The breathtaking opening paragraph of Gabriel García Márquez’s One Hundred Years of Solitude carried these words in English: “Many years later, as he faced the firing squad, Aureliano Burendia was to remember that distant afternoon when his father took him to discover ice.”
Magnificent. As brilliant as the opening lines to Rebecca or 1984. A full synopsis in a simple paragraph.
The original Spanish version was immensely outsold by its English translation version by Gregory Rabassa. The translation was so powerful that Márquez himself said it outshone his original. Rabassa in return wrote a book about his translation called If This Be Treason. That sums up where the editor stands in fiction: Every act of communication is translation of author intent. Is our editorial intervention an act of complicity and cooperation or of treason?

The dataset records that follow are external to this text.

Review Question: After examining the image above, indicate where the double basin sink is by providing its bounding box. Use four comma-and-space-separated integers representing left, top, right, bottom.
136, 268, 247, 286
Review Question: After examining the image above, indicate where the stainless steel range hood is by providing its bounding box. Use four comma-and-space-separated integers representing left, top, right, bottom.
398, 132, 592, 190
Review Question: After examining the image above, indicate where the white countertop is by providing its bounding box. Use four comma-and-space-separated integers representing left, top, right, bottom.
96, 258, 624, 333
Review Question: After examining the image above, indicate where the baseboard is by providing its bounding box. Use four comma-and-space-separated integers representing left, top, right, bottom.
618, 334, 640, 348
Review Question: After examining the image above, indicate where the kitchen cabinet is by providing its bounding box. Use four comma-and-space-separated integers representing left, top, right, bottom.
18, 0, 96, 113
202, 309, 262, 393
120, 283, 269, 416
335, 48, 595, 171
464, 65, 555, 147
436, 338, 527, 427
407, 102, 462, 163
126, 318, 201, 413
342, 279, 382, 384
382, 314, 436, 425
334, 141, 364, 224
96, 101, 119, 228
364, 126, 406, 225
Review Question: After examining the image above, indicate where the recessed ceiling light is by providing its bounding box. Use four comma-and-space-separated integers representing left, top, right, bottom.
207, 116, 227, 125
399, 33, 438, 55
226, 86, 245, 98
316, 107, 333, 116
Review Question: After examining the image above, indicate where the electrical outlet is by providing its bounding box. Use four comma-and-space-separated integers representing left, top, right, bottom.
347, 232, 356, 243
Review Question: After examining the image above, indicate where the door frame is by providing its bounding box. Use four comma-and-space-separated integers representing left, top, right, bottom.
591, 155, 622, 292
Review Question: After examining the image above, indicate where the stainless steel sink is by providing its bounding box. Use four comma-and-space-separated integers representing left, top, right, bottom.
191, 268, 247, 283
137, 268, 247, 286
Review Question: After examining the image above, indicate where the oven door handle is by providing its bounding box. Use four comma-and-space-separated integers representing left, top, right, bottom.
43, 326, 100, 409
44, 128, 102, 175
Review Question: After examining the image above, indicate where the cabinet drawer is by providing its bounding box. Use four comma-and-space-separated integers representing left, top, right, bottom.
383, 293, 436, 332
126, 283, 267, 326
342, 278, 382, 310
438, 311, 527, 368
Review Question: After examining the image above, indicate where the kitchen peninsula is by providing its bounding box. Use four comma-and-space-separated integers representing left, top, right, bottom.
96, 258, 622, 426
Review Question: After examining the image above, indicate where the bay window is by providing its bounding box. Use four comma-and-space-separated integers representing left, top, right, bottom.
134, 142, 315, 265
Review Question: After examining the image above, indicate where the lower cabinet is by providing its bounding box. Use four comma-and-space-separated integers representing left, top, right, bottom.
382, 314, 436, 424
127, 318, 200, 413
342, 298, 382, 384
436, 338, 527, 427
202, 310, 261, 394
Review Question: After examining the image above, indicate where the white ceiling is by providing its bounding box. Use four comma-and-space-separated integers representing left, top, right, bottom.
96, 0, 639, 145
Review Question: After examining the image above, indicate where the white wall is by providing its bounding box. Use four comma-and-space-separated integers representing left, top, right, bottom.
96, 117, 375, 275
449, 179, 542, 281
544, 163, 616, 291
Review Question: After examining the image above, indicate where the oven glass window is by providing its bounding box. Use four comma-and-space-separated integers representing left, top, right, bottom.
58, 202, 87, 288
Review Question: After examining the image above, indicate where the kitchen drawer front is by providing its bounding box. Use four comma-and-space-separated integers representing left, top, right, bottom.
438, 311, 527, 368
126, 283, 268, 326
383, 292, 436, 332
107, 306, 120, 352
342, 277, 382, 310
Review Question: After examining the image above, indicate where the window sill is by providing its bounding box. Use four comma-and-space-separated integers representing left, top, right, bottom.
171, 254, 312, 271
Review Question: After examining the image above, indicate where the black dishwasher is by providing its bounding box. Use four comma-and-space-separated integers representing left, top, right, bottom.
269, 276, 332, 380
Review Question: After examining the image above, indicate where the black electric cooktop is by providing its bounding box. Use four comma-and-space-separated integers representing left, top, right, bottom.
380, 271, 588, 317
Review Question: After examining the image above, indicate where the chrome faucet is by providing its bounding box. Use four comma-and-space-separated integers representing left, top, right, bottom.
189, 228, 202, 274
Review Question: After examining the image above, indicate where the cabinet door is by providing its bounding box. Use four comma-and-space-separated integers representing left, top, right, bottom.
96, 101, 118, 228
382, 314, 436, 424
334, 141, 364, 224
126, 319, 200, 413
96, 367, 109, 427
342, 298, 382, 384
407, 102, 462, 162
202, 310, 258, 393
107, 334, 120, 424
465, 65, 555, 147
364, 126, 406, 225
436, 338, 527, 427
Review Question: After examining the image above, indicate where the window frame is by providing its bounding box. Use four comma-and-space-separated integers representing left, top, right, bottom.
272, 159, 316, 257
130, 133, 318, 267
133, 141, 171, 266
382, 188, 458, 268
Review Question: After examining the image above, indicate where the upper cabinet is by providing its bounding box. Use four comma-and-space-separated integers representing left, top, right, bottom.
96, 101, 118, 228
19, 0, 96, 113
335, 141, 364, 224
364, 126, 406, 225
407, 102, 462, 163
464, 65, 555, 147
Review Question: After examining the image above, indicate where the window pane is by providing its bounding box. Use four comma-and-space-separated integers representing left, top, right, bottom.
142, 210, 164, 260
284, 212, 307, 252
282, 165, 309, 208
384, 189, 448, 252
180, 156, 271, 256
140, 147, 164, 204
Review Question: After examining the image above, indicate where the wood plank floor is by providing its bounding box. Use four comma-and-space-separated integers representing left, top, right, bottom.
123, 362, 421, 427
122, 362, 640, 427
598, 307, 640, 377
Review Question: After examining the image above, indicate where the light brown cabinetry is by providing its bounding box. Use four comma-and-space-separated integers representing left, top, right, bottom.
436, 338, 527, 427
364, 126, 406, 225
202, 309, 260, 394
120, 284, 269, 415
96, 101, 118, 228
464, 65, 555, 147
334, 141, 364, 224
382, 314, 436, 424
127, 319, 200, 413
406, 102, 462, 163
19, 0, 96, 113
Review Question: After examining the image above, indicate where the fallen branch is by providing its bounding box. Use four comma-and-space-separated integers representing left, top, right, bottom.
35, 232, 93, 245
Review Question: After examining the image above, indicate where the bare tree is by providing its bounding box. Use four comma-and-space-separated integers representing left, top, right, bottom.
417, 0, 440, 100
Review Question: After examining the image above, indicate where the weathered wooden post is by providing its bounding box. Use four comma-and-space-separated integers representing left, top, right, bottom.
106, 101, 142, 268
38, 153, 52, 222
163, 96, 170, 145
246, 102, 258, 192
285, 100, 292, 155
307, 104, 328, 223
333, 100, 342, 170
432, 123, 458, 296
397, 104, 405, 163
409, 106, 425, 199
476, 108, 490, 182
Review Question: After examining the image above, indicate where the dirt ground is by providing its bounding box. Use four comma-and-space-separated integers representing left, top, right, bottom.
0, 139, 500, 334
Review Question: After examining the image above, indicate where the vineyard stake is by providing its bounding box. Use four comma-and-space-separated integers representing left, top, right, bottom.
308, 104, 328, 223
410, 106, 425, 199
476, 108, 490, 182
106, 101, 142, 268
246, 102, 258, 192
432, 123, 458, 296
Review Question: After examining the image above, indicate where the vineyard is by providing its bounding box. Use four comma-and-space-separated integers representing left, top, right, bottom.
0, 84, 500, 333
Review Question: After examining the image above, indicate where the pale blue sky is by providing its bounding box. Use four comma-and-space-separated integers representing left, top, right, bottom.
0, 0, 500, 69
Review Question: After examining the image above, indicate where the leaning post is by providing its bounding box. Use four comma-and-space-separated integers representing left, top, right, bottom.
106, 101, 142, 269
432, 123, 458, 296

There are many examples where an editor turned a tepid manuscript into a work of art. Google ’em. I recall no record of an editor destroying an original work. You?
A manuscript arrives on my desk and shows promise. But it’s horrific in terms of typos and grammatical error (no problem), as well as continuity hiccups (fixable). The hitch is that the chapters are out of whack, and character presence should be lessened here, enhanced there. Story-lines are weak, loose or incomplete. Let’s fix ’em. Writing style isn’t consistent, dialogue is stiff and unreal. Let me have a go.

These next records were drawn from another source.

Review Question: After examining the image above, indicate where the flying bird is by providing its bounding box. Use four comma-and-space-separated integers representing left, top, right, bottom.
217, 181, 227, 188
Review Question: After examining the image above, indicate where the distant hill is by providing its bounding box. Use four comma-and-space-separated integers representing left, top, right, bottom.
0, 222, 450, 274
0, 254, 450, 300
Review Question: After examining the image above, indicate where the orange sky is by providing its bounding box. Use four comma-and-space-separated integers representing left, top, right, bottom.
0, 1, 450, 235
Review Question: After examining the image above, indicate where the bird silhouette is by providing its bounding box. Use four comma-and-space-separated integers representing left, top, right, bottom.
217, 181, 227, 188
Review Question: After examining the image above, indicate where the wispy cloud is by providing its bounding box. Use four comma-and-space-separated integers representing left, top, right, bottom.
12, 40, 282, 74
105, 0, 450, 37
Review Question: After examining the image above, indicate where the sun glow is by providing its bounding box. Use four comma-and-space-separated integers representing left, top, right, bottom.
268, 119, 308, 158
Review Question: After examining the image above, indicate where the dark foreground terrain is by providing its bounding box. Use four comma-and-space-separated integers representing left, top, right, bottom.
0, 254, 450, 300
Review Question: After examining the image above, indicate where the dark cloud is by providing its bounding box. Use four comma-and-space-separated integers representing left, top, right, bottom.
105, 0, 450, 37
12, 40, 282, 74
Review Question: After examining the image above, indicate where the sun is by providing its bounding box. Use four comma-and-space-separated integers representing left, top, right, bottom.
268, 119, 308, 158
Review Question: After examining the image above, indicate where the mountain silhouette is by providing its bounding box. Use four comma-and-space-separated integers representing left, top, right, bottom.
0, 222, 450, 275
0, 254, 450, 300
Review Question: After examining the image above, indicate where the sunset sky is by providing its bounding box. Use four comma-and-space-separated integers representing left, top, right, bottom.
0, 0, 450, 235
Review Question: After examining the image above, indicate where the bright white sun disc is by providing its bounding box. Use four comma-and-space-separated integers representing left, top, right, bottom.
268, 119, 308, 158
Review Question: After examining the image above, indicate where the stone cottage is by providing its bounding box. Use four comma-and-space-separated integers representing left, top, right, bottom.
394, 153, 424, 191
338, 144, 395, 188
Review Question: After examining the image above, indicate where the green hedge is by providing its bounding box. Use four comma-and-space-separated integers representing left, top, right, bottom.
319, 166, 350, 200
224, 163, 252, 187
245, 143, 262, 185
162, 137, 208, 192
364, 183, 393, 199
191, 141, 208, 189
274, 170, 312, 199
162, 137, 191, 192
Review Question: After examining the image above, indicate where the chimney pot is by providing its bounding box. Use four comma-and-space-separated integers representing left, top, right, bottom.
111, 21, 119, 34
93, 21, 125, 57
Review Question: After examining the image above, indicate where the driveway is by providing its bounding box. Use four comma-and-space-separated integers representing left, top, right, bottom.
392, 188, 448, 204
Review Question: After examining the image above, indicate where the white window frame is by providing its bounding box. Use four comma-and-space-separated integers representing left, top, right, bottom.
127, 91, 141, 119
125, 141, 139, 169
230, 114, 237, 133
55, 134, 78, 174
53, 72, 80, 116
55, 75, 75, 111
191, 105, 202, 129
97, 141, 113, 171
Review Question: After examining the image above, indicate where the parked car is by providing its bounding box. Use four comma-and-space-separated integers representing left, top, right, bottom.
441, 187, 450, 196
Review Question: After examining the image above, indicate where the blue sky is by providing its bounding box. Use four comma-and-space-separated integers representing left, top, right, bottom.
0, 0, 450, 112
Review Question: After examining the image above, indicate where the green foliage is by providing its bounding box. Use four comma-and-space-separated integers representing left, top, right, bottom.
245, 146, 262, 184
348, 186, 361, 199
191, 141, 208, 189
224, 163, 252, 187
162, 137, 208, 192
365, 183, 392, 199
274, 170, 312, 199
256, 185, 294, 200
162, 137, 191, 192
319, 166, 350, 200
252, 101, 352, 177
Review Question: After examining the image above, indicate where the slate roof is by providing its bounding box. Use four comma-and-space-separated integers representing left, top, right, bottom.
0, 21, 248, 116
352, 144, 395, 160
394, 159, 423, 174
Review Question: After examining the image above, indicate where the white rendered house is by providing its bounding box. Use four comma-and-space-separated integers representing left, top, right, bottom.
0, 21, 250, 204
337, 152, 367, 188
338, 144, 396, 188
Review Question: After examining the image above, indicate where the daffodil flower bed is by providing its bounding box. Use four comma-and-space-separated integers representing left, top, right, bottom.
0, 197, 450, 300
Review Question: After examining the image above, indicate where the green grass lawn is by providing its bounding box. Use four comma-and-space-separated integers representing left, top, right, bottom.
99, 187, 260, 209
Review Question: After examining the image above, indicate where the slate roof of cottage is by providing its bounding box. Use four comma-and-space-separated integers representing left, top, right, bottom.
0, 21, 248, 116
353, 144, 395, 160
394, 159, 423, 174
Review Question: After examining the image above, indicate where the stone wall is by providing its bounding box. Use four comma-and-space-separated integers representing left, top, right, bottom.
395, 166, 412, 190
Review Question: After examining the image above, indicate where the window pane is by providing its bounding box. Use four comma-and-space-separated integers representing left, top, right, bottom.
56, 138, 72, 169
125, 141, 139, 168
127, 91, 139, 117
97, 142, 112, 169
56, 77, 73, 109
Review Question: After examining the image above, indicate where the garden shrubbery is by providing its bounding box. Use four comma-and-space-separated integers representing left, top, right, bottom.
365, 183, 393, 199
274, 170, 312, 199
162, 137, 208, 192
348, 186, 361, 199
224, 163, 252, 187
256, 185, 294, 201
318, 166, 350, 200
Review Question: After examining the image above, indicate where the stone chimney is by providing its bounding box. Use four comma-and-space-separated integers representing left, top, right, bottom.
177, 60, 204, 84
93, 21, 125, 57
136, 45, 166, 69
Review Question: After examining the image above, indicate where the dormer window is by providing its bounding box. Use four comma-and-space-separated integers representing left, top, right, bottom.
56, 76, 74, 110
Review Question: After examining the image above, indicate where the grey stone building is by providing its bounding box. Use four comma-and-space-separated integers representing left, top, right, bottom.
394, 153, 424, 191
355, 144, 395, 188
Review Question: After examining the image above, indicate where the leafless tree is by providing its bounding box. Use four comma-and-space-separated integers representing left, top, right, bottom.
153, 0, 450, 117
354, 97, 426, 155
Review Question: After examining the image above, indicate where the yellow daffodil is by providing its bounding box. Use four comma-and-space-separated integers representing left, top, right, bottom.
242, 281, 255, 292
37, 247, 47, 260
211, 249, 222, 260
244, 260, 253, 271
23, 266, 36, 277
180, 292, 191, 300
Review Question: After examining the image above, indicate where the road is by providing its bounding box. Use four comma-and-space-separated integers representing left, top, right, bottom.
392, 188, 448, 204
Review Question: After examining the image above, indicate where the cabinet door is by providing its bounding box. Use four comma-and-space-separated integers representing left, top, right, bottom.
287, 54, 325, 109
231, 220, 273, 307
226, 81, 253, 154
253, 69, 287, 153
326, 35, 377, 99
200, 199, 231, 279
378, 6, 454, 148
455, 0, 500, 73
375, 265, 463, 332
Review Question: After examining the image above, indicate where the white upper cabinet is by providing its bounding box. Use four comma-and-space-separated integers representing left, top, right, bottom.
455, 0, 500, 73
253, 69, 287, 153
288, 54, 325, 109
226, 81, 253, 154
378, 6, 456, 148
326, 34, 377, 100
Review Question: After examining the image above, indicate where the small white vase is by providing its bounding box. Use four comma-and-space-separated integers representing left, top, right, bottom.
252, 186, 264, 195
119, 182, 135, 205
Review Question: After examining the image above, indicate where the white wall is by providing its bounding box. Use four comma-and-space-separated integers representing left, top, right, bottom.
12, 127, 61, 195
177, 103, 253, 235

Then comes the gatekeeper’s decision … take it or leave it. And that’s largely down to how flexible and cooperative the author behaves in early contacts. In many cases, the editor actually becomes the author, taking (and desiring) no credit. So my pet peeve is authors who think they can go it alone and self-publish raw drafts through all the freebie channels now open to them that present a slush-pile for the reader to sift. All they do is try to sell the unadopted.
I’m a spoilsport? Sure I am. But my thoroughly professional editorial team and I (with an average of 40 pro years in the job) often spend as much time perfecting a promising work as its author did in writing it. And we don’t publish bum steers. We also do it free of charge, as any true publisher should. And produce professional cover art, text design, independent international distribution channels, and promotion.
Authors CANNOT go it alone if they want to be taken at all seriously. They need pro help, and all they must do is to come up with a presentable submission to crack that nut and save themselves thousands of wasted bucks or to save a book that’s dead in the water without sound input.